Purple. The moment of realization

And a standard I intend to make my own.

Singular in colour.

No longer a chameleon.

A Thought From Mike Brown…

You would think that my final thoughts would be

Those of anger. Hatred towards a man

That played judge, jury and God and stopped me

From having just one more day of Summer.

But the fact is, I just want what should be.

My thoughts aren’t of rioting and looting.

Just one of those of which I wish could be.

That’s to have just one more day of Summer.

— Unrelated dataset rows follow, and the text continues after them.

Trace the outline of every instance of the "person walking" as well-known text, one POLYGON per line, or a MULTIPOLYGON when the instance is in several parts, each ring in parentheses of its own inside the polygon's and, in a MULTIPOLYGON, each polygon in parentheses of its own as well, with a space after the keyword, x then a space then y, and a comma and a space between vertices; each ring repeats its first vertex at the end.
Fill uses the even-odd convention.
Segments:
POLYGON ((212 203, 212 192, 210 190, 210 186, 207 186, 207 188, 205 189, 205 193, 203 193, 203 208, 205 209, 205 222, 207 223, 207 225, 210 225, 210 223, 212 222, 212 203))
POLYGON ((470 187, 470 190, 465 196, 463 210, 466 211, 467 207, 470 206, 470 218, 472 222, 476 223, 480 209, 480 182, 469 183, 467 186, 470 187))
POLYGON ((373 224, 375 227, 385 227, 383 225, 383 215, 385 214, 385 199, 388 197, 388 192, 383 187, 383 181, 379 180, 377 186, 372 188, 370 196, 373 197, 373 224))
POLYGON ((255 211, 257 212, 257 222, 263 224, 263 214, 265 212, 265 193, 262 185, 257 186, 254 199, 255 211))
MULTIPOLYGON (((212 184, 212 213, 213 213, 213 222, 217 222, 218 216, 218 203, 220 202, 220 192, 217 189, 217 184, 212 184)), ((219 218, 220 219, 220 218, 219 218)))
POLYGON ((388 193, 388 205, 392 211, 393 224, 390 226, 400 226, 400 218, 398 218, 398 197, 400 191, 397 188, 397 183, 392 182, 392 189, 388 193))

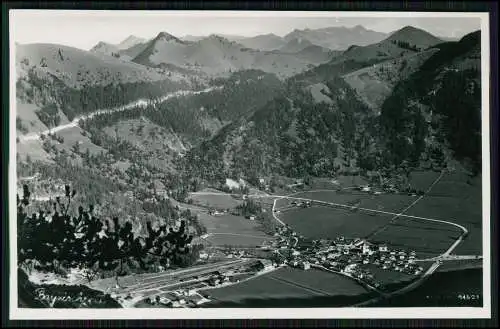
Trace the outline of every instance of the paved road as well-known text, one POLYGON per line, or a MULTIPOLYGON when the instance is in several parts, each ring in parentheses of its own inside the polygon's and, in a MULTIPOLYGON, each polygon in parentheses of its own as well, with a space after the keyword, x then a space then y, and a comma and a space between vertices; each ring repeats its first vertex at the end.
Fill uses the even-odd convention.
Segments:
POLYGON ((178 90, 176 92, 169 93, 169 94, 167 94, 167 95, 165 95, 163 97, 160 97, 158 99, 155 99, 155 100, 138 99, 138 100, 130 102, 130 103, 126 104, 126 105, 115 107, 115 108, 112 108, 112 109, 97 110, 97 111, 89 113, 89 114, 78 116, 75 119, 73 119, 73 121, 71 121, 69 123, 66 123, 66 124, 59 125, 57 127, 53 127, 53 128, 50 128, 50 129, 47 129, 47 130, 44 130, 44 131, 41 131, 41 132, 38 132, 38 133, 31 133, 31 134, 26 134, 26 135, 20 135, 20 136, 18 136, 19 137, 19 142, 20 143, 25 143, 25 142, 29 142, 29 141, 36 141, 36 140, 38 140, 40 138, 41 135, 47 135, 49 133, 56 133, 56 132, 61 131, 61 130, 66 130, 66 129, 69 129, 69 128, 77 127, 80 120, 87 120, 87 119, 90 119, 90 118, 92 118, 92 117, 94 117, 96 115, 99 115, 99 114, 120 112, 120 111, 125 111, 125 110, 128 110, 128 109, 134 108, 134 107, 142 107, 142 108, 144 108, 144 107, 146 107, 148 105, 155 105, 155 104, 164 102, 164 101, 166 101, 167 99, 170 99, 170 98, 179 97, 179 96, 187 96, 187 95, 197 95, 197 94, 201 94, 201 93, 206 93, 206 92, 212 91, 214 89, 221 89, 221 88, 220 87, 210 87, 210 88, 206 88, 206 89, 203 89, 203 90, 200 90, 200 91, 178 90))
POLYGON ((432 258, 415 259, 416 262, 432 262, 436 260, 441 261, 454 261, 454 260, 471 260, 483 259, 482 255, 440 255, 432 258))

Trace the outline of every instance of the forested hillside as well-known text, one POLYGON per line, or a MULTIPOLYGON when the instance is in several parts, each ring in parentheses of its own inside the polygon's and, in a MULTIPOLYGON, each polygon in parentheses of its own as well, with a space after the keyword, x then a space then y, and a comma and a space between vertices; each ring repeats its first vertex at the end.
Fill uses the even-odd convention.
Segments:
POLYGON ((232 120, 251 115, 284 90, 281 81, 274 75, 256 70, 236 72, 227 79, 215 79, 211 83, 217 88, 209 92, 171 98, 146 107, 103 113, 82 122, 82 127, 95 139, 102 135, 104 127, 122 120, 146 117, 195 145, 232 120))
POLYGON ((197 76, 147 69, 106 55, 52 44, 16 48, 16 98, 20 124, 36 127, 36 116, 53 127, 80 114, 160 97, 203 84, 197 76))
POLYGON ((441 44, 417 72, 396 86, 380 117, 391 162, 407 158, 416 162, 432 150, 449 148, 449 156, 479 170, 480 59, 475 56, 479 46, 479 32, 441 44), (471 60, 476 64, 461 65, 471 60), (426 147, 431 150, 425 152, 426 147))
POLYGON ((457 59, 471 60, 464 54, 478 46, 474 40, 479 41, 478 33, 438 45, 420 68, 396 84, 380 115, 342 78, 371 62, 335 59, 297 75, 287 81, 284 96, 225 127, 189 152, 182 165, 189 175, 208 180, 273 173, 331 176, 408 163, 440 168, 452 158, 470 161, 477 171, 479 72, 457 68, 457 59), (317 82, 330 90, 331 104, 313 101, 306 87, 317 82), (447 149, 452 154, 445 154, 447 149))

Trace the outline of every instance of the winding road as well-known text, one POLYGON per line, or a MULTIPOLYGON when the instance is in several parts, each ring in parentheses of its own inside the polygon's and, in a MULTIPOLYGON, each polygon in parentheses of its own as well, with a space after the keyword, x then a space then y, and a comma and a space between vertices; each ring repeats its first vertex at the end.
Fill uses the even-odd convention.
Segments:
POLYGON ((125 111, 125 110, 128 110, 128 109, 134 108, 134 107, 145 108, 148 105, 156 105, 156 104, 162 103, 162 102, 164 102, 164 101, 166 101, 166 100, 168 100, 170 98, 175 98, 175 97, 179 97, 179 96, 188 96, 188 95, 198 95, 198 94, 207 93, 207 92, 210 92, 210 91, 216 90, 216 89, 222 89, 222 87, 210 87, 210 88, 206 88, 206 89, 198 90, 198 91, 194 91, 194 90, 178 90, 178 91, 169 93, 169 94, 167 94, 165 96, 162 96, 160 98, 154 99, 154 100, 138 99, 138 100, 130 102, 130 103, 126 104, 126 105, 119 106, 119 107, 115 107, 115 108, 111 108, 111 109, 97 110, 97 111, 94 111, 94 112, 91 112, 91 113, 88 113, 88 114, 85 114, 85 115, 78 116, 78 117, 74 118, 73 121, 71 121, 69 123, 65 123, 65 124, 59 125, 57 127, 49 128, 49 129, 46 129, 46 130, 38 132, 38 133, 31 133, 31 134, 26 134, 26 135, 20 135, 20 136, 18 136, 19 143, 26 143, 26 142, 30 142, 30 141, 36 141, 36 140, 38 140, 40 138, 41 135, 47 135, 49 133, 56 133, 56 132, 61 131, 61 130, 66 130, 66 129, 69 129, 69 128, 77 127, 78 124, 79 124, 79 122, 80 122, 80 120, 88 120, 88 119, 91 119, 91 118, 93 118, 93 117, 95 117, 96 115, 99 115, 99 114, 121 112, 121 111, 125 111))

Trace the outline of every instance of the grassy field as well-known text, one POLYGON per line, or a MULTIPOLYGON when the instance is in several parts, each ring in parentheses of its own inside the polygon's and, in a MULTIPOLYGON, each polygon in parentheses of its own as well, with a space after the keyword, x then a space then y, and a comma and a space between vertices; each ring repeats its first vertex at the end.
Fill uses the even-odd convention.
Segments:
POLYGON ((481 268, 483 267, 482 259, 473 259, 473 260, 450 260, 443 262, 441 266, 438 268, 439 272, 450 272, 450 271, 458 271, 472 268, 481 268))
MULTIPOLYGON (((215 189, 204 189, 200 192, 223 193, 215 189)), ((216 209, 233 209, 243 202, 242 200, 237 200, 230 195, 194 194, 191 195, 190 198, 193 200, 193 204, 195 205, 204 206, 208 208, 216 208, 216 209)))
POLYGON ((81 152, 86 152, 86 150, 88 149, 89 153, 93 155, 99 154, 101 152, 107 153, 106 149, 93 144, 88 137, 83 136, 81 134, 82 131, 83 130, 80 127, 72 127, 58 131, 56 135, 64 138, 64 143, 59 144, 57 141, 54 141, 53 143, 56 144, 57 149, 64 149, 67 152, 72 150, 75 143, 81 142, 79 146, 81 152))
MULTIPOLYGON (((206 240, 211 245, 216 246, 241 246, 241 247, 256 247, 261 246, 262 242, 269 240, 270 237, 266 235, 246 235, 240 233, 229 233, 229 234, 218 234, 214 233, 214 235, 208 237, 206 240)), ((258 234, 258 233, 257 233, 258 234)))
POLYGON ((310 207, 283 212, 280 218, 306 237, 335 238, 340 235, 363 237, 388 223, 391 216, 331 207, 310 207))
POLYGON ((455 249, 456 254, 482 253, 481 179, 468 178, 460 173, 443 176, 431 192, 412 207, 407 214, 441 219, 465 226, 469 235, 455 249))
POLYGON ((210 216, 198 214, 201 223, 207 228, 207 238, 212 245, 257 246, 271 239, 259 229, 259 224, 241 216, 210 216))
POLYGON ((409 183, 417 190, 425 191, 439 177, 436 171, 413 171, 410 173, 409 183))
POLYGON ((366 290, 353 280, 322 272, 282 268, 261 277, 229 287, 210 290, 218 301, 243 301, 246 299, 286 299, 325 296, 355 296, 366 290))
POLYGON ((438 271, 417 289, 370 307, 481 307, 482 303, 482 271, 468 269, 438 271), (460 295, 468 295, 469 299, 461 299, 460 295))
POLYGON ((393 248, 415 250, 418 257, 428 257, 445 252, 460 234, 458 228, 450 225, 399 218, 371 240, 393 248))
MULTIPOLYGON (((373 195, 355 190, 341 191, 306 191, 293 195, 296 198, 306 198, 325 202, 333 202, 346 205, 357 205, 362 208, 396 212, 398 213, 411 204, 416 197, 404 194, 380 194, 373 195)), ((292 200, 280 200, 279 205, 290 204, 292 200)))
MULTIPOLYGON (((439 177, 436 172, 414 172, 410 177, 413 186, 425 189, 439 177)), ((354 190, 308 191, 294 195, 308 199, 355 205, 361 208, 400 213, 417 197, 403 194, 370 195, 354 190)), ((291 207, 291 200, 281 199, 280 207, 291 207)), ((430 219, 455 222, 469 230, 468 237, 455 249, 456 254, 480 254, 482 250, 481 179, 466 174, 446 173, 432 190, 409 208, 405 214, 430 219)), ((337 235, 362 237, 383 227, 392 215, 368 214, 322 207, 284 210, 280 218, 300 233, 310 237, 334 237, 337 235), (314 223, 314 225, 311 225, 314 223)), ((461 231, 449 224, 404 217, 388 225, 371 240, 386 242, 397 248, 414 249, 421 256, 436 255, 451 246, 461 231)))
POLYGON ((396 282, 408 282, 415 278, 413 275, 397 271, 384 270, 373 264, 363 264, 360 265, 360 268, 369 270, 381 286, 396 282))

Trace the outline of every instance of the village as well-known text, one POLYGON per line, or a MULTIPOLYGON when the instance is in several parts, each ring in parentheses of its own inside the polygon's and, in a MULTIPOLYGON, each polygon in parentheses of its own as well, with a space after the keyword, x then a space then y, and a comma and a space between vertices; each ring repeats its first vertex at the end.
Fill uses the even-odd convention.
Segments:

Petrol bombs, never designed to resurrect,

Now light up a clear night sky, that’s star-lit

But not appreciated. Let me correct

What is fake friendship and false martyrdom.

‘Friends’ fight those who swore to ‘serve and protect’,

Using the title to just serve themselves.

No more fickle friends. Let me interject!

No anger. Just one more day of Summer.

‘Martyrdom’, used and abused by my ‘friends’.

The old friends of Trayvon, who have replaced

Hoodies with hands in the air, make amends

For forgetting about him so quickly.

Bandwagon jumpers, looking to find trends

To remind themselves of the last time they

Could rely on life lost. Reason that lends

Its own life. Oh! one more day of Summer!

Lives, taken by the squeezing of triggers

Causes outrage, based on pigmentation.

Ignorance all round, and many sniggers

At fake friends who have no idea of the

Pain we experienced, and it figures,

As the lives taken look on in sorrow

To see these part-time friends embrace as ‘niggers’.

Just ignorance on a day in Summer.

My death. Reduced to mere media hype.

Opportunities as celebrities

Only seek to be in media light.

My life is a race for information.

The business that makes the media right

To expose me in the name of ratings.

My death. Reduced to mere media hype.

I only want one more day of Summer.

Dying, with burning rounds in my chest,

I never knew that I could miss an August

Afternoon.  No thoughts of anger. Distressed

By thoughts of what I would miss most of all.

Quickly thinking before eternal rest.

Mama’s love, like gentle breeze through tall trees,

Supports final breaths in this final test.

That feeling of my last day of Summer.